AK Parti ve MHP'nin ortak adımıyla seçim barajının yüzde 7'ye düşürülmesi kararlaştırıldı. Hürriyet Gazetesi Yazarı Abdülkadir Selvi, Cumhurbaşkanı Recep Tayyip Erdoğan ile MHP Genel Başkanı Devlet Bahçeli'nin verdiği talimatı yazdı. Selvi'nin bugünkü yazısı şöyle:
Cumhurbaşkanı Erdoğan seçim barajının yüzde 7’ye indirileceğini açıkladı. MHP Genel Başkanı Devlet Bahçeli de seçim barajının yüzde 7 olarak tescillendiğini duyurdu.
Böylece seçim barajı yüzde 7 mi olsun 5’e mi indirilsin tartışması da son buldu.
Ancak Cumhur İttifakı liderlerinin birbirini destekleyen kararları birçok senaryonun yazılmasına neden oldu. Onlara değineceğim. Ancak sürece ilişkin birkaç tespitimi paylaşmak istiyorum.
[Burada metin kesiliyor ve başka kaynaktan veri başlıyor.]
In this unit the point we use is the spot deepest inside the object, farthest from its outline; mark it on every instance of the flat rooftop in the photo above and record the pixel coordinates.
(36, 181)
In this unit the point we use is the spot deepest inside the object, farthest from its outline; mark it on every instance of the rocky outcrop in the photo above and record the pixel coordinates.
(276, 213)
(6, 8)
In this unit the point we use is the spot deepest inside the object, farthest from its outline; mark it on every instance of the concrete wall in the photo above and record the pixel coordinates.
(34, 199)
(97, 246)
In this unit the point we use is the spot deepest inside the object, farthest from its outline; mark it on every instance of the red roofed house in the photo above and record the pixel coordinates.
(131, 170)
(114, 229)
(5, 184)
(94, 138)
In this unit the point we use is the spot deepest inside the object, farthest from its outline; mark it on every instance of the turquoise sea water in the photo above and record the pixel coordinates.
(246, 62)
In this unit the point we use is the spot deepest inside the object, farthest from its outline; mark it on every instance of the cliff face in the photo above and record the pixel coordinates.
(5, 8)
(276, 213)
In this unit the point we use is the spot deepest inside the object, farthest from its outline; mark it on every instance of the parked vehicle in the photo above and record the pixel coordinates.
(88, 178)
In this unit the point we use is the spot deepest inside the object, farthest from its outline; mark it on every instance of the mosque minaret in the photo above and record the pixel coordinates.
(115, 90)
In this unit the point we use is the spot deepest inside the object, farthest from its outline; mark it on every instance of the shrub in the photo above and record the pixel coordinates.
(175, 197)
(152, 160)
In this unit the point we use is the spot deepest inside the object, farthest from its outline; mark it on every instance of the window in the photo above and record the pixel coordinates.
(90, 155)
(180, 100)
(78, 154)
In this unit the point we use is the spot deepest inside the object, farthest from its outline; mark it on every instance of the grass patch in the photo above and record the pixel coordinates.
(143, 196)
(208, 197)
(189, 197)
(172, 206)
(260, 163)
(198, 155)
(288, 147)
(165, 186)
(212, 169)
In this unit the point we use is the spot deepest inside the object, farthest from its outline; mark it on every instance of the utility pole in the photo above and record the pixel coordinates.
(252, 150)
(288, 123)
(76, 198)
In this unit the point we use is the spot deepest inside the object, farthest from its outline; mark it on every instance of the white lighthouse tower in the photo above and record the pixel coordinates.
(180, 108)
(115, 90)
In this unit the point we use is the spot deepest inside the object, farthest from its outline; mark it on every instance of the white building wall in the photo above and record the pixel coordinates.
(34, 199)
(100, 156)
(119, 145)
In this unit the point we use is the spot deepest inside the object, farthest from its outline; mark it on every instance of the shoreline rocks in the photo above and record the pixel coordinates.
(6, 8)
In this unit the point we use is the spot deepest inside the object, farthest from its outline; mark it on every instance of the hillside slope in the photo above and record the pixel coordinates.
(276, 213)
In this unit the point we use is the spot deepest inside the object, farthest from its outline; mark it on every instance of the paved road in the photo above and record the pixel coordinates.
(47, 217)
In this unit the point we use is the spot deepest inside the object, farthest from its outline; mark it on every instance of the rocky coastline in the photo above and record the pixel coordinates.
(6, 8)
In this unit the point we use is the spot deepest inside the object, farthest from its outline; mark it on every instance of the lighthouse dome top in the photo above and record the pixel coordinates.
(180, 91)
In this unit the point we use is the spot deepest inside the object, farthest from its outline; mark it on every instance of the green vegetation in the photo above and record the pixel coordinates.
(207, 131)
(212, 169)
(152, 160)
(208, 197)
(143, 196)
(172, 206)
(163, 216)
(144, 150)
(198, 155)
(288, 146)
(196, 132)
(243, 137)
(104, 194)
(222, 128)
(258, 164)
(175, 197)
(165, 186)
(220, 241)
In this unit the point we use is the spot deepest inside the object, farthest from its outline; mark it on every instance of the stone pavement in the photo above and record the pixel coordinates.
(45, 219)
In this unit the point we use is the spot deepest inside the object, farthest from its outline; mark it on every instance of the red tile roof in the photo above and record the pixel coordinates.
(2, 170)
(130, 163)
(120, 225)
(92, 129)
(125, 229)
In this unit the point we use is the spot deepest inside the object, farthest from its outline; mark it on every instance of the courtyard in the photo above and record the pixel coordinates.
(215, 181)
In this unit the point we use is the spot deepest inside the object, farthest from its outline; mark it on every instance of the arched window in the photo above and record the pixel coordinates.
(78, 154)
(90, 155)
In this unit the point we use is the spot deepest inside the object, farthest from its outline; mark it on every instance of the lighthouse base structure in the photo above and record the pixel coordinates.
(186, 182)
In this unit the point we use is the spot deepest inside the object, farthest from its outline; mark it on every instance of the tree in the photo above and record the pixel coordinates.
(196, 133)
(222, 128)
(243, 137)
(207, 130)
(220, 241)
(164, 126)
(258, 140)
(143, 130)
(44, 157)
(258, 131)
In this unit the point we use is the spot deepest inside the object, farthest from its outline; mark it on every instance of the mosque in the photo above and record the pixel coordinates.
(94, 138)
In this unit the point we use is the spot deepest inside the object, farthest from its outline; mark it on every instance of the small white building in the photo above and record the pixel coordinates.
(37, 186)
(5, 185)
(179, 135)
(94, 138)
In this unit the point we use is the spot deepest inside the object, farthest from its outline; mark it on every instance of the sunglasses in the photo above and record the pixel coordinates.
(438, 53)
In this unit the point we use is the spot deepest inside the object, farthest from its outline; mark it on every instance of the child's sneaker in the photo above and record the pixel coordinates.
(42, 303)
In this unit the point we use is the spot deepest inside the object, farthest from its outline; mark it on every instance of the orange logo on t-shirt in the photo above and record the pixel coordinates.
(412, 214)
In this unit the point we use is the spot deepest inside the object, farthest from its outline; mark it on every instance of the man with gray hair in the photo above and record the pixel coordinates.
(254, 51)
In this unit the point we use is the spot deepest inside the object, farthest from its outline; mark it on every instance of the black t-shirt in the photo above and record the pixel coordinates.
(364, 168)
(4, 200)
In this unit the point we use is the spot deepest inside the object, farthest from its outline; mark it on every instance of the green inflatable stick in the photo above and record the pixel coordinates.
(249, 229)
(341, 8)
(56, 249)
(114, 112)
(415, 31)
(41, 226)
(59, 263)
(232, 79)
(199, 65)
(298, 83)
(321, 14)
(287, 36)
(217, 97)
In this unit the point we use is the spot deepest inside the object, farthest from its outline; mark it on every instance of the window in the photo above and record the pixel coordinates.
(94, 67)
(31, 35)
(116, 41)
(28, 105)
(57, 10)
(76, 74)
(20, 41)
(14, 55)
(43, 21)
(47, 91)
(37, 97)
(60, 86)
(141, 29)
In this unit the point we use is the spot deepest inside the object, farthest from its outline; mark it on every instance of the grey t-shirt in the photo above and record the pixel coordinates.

AK Parti ve MHP uzun bir süredir Siyasi Partiler ve Seçim Yasası üzerinde ayrı ayrı çalışma yapıyor. AK Parti’de Genel Başkan Yardımcısı Hayati Yazıcı MHP’de ise Genel Başkan Yardımcısı Feti Yıldız görevlendirilmiş durumda. Yazıcı ve Yıldız önce partilerinin hukukçularının görüşleri doğrultusunda bir taslak metin oluşturdular. Erdoğan ve Bahçeli’nin talimatları doğrultusunda düzenlemeler yeniden şekillendi. Taslağın olgunlaştığı bir aşamada Hayati Yazıcı ile Feti Yıldız telefonla görüşerek mutabık kaldıkları maddeleri belirleyip, üzerinde çalışılacak hususları not ettiler. Daraltılmış bölge ve ittifak içinde baraj konusu üzerinde çalışılacak noktalardan. Yazıcı ve Yıldız iki liderin talimatlarını aldıktan sonra bu kez ortak komisyon halinde çalışmalara başlayacaklar. Nihai metin liderlerin de onayından sonra kamuoyuna açıklanacak.
SENARYOLAR, SENARYOLAR
Ancak Erdoğan ve Bahçeli, seçim barajının yüzde 7 olması konusunda ittifak ettikleri halde bile bu kadar senaryo yazıldığına göre gerisini siz düşünün. Kimi MHP’yi Cumhur İttifakı’ndan ayırdı, kimi MHP’nin barajın altına düştüğü için seçim barajının yüzde 7’ye çekildiğini savundu, kimi Cumhur İttifakı’nı dağıtıp, Erdoğan’ın yerine cumhurbaşkanı adayları ilan etti.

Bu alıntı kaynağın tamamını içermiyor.